Pendant qu’on s’attendait de part et d’autre à ce que ces législatives soient une continuité de la présidentielle et fassent voir au monde entier que le Mali était redevenu un pays stable, le gouvernement apris la décision de les reporter. Et du coup de prolonger la mandature des élus en place pour une durée de six mois. Face à cette décision, beaucoup ont un sentiment de trahison et de déception. Les spéculations vont bon train concernant la bonne foi du gouvernement pour organiser lesdites élections, car pour certains les arguments avancés pour ce report ne sont pas justifiés. Au Nord du pays, on ne mâche pas ses mots.

Stupéfait

À Tombouctou, Gao et Kidal, on pense même à un sabotage.  « Ce report, pour moi, confirme la faiblesse de l’État.

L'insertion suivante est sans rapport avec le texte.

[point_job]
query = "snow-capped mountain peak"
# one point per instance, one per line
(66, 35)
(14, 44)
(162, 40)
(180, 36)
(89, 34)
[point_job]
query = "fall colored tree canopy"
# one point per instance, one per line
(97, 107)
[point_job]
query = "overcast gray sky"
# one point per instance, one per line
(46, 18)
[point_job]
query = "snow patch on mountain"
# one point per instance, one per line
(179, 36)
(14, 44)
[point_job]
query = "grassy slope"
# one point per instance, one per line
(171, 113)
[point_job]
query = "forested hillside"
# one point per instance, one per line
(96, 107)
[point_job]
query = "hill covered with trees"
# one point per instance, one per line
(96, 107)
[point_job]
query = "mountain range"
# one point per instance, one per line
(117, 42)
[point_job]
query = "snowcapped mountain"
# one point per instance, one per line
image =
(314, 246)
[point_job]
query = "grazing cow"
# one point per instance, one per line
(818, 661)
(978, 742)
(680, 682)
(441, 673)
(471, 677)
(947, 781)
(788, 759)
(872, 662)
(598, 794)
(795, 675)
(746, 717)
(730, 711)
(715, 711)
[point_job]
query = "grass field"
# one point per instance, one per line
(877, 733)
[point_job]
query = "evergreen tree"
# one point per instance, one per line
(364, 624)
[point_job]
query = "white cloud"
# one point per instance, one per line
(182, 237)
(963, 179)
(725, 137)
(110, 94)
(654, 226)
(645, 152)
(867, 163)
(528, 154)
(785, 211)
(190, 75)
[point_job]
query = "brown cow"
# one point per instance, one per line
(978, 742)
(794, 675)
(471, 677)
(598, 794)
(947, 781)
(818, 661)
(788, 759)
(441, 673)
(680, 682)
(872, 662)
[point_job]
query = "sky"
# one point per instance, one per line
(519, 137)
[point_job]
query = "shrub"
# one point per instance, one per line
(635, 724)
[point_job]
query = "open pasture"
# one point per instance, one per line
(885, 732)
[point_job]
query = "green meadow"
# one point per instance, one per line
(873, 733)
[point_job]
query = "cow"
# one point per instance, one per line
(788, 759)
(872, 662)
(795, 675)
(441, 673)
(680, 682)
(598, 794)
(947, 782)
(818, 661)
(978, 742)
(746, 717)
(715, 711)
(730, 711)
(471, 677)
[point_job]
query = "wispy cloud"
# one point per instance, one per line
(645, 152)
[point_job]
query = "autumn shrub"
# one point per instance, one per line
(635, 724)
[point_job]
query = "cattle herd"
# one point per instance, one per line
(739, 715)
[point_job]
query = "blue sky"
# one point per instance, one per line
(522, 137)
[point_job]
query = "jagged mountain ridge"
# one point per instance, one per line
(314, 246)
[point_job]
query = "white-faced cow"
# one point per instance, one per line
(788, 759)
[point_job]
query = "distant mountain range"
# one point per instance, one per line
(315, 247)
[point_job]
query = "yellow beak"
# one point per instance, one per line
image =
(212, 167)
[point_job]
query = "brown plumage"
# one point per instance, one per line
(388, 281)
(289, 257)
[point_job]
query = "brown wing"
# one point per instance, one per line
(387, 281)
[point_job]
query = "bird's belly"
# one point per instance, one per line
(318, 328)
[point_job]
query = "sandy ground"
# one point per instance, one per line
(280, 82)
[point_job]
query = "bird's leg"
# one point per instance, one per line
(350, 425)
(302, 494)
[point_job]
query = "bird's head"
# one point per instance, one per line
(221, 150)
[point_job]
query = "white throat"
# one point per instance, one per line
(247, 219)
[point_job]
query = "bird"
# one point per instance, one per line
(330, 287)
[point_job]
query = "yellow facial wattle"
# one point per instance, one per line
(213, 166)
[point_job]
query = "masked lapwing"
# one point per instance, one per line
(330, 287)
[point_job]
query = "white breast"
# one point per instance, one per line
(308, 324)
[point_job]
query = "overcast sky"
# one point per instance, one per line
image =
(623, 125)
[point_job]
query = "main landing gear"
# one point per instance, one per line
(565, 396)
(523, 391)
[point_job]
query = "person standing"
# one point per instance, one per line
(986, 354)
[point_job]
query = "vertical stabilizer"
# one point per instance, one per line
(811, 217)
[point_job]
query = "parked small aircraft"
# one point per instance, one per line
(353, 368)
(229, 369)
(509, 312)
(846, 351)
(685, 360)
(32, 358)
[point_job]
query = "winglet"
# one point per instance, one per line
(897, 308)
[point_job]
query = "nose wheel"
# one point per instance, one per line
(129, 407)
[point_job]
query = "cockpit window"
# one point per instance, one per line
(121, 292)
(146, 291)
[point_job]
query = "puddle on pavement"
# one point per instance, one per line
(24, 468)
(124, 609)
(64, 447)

Parce que, dans un premier temps, le Président de la République a fait une promesse quant à la tenue de ces élections et que la Cour constitutionnelle, dans la même foulée, a même formulé un avis favorable, en réponse à une demande du Premier ministre, dans le cadre de la faisabilité de ces élections », dit Mahamane Boubacar  Maiga, membre de l’autorité intérimaire de la région de Tombouctou. Pour cette autorité régionale, les institutions qui sont chargées de garantir la Constitution sont entrain de jouer avec les textes. « Au Nord on est vraiment stupéfait par ce report, sur lequel, d’ailleurs, il n’y a même pas eu de communication, pour nous informer », dit-il. Ainsi, beaucoup d’élus du

Carte

Nord du pays ne comprennent pas qui est derrière cette décision. « Nous venons de sortir de l’élection présidentielle. Les matériels électoraux sont toujours en place, les agents électoraux sont encore fraichement formés, je ne comprends pas ce report », nous dit le maire de la commune de Bintagoungou, Hama Abacrine. En attendant un communiqué officiel annonçant le report des élections législatives, les hommes politiques des régions comme Gao ou Tombouctou ne savent plus sur quelle carte miser ? Ils ne savent pas si les électeurs des régions de Ménaka et Taoudéni éliront leurs propres députés ou ces derniers seront plutôt élut comme des députés des cercles des régions de Gao et Tombouctou.